While we started this book with Danny Biasone saving basketball, we end it with Norman Borlaug saving a billion lives. These stories are not that different. Both faced vested interests, which were reinforced by popular beliefs that things should be a certain way—that is, until a better idea came along.

From the Pages of Madmen, Intellectuals, and Academic Scribblers (p.174, ch.6)

Because there was a general belief that homeownership was a good thing, politicians found the public with open arms.... Everybody was winning—except Alfred Marshall, whose supply and demand curves were difficult to see through the haze of excitement at the time, and except Friedrich Hayek, whose competition as a discovery procedure was befuddled... In short, once politicians started getting credit for homeownership rates, the housing market was doomed.

From the Pages of Madmen, Intellectuals, and Academic Scribblers (p.166, ch.6)
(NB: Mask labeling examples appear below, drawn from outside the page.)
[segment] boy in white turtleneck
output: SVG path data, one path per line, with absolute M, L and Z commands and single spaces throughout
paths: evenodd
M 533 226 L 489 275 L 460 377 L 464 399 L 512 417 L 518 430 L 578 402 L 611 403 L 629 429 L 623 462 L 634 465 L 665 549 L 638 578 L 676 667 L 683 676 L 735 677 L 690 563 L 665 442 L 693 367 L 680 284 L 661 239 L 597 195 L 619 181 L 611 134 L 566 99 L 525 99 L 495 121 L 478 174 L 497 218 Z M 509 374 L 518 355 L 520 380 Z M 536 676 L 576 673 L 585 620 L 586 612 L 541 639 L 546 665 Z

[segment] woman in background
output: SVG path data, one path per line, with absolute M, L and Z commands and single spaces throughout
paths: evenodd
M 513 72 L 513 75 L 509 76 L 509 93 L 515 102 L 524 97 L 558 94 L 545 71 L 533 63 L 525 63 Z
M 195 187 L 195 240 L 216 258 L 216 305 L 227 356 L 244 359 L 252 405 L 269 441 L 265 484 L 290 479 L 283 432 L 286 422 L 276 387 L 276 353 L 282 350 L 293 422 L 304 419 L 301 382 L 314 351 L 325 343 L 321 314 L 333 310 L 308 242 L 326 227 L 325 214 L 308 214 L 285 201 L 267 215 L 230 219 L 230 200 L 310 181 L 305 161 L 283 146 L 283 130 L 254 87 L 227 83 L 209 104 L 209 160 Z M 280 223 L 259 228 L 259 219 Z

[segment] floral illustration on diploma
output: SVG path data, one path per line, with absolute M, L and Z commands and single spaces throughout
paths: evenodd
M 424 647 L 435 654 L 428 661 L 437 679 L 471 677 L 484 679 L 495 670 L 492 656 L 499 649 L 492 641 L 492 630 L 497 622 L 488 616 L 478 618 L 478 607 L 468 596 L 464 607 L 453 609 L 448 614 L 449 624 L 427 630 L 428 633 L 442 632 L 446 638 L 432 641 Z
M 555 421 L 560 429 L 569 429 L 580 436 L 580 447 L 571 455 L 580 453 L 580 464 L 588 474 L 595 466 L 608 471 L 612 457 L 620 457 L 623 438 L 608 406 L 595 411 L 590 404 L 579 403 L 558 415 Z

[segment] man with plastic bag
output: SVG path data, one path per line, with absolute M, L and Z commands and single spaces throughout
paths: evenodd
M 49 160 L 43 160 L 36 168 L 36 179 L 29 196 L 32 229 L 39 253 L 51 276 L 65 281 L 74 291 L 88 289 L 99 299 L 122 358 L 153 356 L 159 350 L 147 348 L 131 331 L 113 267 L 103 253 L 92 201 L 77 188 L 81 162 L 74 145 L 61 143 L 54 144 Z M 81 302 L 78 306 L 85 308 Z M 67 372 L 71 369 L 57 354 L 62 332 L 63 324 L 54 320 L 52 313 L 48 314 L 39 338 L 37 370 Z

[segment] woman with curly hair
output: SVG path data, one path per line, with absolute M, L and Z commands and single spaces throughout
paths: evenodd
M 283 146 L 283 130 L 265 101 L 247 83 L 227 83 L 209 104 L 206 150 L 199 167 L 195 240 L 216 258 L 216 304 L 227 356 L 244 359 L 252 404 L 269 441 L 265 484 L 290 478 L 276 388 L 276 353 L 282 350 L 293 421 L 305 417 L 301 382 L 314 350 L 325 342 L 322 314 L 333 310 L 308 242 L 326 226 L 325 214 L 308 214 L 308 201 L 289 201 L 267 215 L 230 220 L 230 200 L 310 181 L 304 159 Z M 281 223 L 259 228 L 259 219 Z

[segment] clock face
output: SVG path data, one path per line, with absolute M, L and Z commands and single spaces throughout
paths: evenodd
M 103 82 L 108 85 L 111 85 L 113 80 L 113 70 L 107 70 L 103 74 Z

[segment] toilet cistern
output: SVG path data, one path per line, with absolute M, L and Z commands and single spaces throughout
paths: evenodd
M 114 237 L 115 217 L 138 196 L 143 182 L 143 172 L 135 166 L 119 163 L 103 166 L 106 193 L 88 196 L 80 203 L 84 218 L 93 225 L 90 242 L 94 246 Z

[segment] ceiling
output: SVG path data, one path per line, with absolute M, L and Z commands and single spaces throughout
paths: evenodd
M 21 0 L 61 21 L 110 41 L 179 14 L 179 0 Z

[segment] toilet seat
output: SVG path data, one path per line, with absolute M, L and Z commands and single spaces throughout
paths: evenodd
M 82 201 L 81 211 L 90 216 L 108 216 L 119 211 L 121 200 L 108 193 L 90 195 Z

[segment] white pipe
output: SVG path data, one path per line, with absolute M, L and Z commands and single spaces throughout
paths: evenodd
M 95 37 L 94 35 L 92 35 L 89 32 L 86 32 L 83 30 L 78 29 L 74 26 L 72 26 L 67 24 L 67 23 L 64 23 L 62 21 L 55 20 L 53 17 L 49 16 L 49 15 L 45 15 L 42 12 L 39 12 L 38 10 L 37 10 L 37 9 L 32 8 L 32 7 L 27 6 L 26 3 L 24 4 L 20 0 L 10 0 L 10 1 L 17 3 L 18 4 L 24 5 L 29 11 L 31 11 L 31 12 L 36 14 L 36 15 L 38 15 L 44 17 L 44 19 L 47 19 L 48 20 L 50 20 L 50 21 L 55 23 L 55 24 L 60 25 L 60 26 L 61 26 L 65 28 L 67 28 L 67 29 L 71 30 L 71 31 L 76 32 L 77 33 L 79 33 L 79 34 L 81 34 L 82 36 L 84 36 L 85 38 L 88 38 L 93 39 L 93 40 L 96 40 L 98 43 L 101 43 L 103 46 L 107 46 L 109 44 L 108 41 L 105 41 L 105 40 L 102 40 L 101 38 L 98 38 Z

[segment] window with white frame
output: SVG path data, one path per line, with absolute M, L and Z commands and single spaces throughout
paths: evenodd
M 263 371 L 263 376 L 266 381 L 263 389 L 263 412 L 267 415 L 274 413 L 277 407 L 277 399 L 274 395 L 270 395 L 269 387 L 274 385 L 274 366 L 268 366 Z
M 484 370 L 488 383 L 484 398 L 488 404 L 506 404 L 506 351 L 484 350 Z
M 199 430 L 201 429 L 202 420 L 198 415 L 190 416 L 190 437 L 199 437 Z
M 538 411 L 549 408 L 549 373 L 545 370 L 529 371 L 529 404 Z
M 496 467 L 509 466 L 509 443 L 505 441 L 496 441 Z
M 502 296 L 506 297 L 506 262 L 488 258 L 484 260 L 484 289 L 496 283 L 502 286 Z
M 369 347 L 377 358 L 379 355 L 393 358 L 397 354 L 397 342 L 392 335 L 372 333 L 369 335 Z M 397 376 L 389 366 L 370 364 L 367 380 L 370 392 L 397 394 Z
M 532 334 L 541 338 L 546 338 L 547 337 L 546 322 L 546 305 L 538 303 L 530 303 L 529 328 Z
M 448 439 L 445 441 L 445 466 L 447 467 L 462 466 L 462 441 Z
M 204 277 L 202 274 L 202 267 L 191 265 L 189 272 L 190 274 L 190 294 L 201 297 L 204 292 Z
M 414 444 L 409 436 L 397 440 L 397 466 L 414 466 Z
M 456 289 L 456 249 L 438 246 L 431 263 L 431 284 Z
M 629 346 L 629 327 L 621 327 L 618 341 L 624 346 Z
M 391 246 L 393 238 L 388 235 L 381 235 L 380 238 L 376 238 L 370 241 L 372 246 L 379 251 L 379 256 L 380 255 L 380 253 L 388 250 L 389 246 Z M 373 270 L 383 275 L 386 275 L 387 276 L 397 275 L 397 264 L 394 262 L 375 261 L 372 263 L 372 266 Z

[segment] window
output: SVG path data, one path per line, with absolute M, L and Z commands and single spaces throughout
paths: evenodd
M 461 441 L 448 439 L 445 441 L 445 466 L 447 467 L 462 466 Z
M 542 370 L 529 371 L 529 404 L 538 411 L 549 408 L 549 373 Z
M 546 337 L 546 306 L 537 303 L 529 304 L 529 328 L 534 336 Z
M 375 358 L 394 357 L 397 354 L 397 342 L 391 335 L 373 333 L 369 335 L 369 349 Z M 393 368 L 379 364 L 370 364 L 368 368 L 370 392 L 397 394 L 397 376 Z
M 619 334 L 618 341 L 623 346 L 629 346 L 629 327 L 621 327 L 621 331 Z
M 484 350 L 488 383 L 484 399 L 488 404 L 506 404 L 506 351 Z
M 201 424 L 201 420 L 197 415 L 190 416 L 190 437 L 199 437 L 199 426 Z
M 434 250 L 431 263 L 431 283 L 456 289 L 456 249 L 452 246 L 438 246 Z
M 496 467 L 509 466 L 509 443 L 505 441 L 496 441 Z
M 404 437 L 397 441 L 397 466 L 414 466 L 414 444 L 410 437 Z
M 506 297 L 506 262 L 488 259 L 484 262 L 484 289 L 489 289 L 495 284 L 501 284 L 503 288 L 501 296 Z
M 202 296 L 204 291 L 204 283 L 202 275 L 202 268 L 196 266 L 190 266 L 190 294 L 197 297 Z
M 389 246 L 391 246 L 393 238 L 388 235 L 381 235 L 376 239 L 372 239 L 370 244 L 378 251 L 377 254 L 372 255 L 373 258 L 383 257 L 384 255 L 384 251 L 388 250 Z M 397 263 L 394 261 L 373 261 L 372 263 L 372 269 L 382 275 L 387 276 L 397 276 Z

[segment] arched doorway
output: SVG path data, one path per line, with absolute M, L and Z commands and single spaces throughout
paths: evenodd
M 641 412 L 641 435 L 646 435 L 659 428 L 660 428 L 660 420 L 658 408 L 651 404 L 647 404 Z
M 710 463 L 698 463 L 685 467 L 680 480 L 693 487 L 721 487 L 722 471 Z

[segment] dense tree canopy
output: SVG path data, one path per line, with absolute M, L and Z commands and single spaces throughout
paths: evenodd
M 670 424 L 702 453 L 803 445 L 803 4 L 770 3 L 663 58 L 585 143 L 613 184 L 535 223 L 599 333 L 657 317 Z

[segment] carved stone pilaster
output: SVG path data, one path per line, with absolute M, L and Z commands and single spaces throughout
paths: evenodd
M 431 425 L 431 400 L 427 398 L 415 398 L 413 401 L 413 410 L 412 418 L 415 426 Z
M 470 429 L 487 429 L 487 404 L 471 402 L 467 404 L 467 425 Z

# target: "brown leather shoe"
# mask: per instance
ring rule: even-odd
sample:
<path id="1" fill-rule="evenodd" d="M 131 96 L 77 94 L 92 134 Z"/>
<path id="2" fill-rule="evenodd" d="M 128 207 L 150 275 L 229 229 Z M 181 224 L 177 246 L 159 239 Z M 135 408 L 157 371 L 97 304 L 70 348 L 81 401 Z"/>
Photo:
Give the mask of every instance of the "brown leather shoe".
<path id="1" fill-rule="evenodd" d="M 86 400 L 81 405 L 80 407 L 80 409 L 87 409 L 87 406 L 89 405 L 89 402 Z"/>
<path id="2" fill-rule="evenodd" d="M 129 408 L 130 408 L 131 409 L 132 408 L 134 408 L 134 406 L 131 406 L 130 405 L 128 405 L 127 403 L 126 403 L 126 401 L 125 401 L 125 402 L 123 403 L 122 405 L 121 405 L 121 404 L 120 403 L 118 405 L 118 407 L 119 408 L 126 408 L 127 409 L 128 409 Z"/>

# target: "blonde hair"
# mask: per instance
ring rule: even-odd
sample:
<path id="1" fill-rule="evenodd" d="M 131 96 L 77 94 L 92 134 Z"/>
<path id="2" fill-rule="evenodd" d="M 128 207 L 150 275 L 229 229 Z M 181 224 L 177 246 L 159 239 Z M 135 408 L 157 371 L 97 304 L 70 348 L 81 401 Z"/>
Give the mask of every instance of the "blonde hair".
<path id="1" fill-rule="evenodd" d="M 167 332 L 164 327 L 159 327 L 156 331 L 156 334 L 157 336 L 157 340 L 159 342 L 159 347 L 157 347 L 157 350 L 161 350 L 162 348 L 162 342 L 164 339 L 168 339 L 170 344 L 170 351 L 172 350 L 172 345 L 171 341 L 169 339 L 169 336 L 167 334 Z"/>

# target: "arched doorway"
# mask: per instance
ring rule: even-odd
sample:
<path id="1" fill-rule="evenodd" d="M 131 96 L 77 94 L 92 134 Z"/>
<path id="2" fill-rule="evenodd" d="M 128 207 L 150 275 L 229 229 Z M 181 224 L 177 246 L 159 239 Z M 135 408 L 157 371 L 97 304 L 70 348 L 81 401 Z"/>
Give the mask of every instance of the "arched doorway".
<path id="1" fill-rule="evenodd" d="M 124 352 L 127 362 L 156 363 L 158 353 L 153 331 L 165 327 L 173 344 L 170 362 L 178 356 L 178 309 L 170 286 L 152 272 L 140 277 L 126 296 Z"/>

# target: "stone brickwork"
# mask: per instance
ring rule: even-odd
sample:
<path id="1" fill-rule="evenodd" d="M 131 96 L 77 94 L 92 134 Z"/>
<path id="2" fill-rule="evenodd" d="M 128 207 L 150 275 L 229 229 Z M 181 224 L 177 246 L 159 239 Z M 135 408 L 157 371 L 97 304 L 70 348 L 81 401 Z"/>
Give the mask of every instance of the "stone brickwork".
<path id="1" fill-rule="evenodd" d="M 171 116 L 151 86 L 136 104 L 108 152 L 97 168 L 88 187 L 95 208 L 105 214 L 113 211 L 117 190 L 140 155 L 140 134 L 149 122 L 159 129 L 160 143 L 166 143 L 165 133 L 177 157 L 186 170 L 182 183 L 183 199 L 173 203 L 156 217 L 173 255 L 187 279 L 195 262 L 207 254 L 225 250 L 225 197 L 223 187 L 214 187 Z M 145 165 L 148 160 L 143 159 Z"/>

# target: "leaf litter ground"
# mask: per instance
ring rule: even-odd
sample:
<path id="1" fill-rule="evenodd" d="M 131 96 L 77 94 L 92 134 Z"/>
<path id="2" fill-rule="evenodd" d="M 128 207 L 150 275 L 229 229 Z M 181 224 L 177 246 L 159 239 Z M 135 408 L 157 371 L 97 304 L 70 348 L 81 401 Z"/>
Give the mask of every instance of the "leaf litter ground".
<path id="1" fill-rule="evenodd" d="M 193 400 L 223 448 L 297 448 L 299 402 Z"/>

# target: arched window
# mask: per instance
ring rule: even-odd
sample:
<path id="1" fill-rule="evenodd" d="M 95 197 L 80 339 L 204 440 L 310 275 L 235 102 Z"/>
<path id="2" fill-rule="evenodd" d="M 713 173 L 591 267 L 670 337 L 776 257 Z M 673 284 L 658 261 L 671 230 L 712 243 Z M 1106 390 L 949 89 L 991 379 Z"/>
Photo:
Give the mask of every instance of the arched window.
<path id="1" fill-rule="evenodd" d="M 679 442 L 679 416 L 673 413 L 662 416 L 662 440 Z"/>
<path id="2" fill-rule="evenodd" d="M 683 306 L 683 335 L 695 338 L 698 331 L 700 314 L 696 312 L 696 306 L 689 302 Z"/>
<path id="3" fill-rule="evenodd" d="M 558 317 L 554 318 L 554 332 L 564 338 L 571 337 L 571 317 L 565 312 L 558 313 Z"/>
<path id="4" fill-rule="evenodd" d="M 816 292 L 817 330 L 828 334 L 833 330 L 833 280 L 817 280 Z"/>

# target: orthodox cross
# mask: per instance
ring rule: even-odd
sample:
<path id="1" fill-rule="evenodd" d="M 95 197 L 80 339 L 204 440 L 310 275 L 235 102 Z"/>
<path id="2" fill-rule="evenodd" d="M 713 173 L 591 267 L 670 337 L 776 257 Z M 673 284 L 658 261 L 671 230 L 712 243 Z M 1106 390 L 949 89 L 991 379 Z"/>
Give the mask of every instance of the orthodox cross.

Everyone responded rationally to the incentives before them. In short, the rules that guided homeownership changed over time, which in turn changed the incentives of these actors. And bad things happened.

From the Pages of Madmen, Intellectuals, and Academic Scribblers (p.153, ch.6)

They understood the economics. The ideas had already won in ... the regulatory agency itself. All that remained to be overcome were some vested interests and a handful of madmen in authority.

From the Pages of Madmen, Intellectuals, and Academic Scribblers (p.146, ch.6)

If the idea for auctions of spectrum use rights had been part of the public debate since at least 1959, why didn’t the relevant institutions change sooner? What interests stood in the way?

From the Pages of Madmen, Intellectuals, and Academic Scribblers (p.121, ch.5)

When an academic scribbler comes up with a new idea, it has to resonate well with widely shared beliefs, which in turn must overcome the vested interests at the table. Many forces come together to explain political change, even though it may seem like coincidence of time and place.

From the Pages of Madmen, Intellectuals, and Academic Scribblers (p.120, ch.5)

It’s the rules of the political game that deserve our focus, not politicians’ personalities or party affiliations.

From the Pages of Madmen, Intellectuals, and Academic Scribblers (p.119, ch.5)

In short, ideas are a type of higher-order capital in society. Like a society that is poor in capital and therefore produces little consumer value, a society that is poor in ideas and institutions will have bad incentives and therefore few of the desirable outcomes that people want.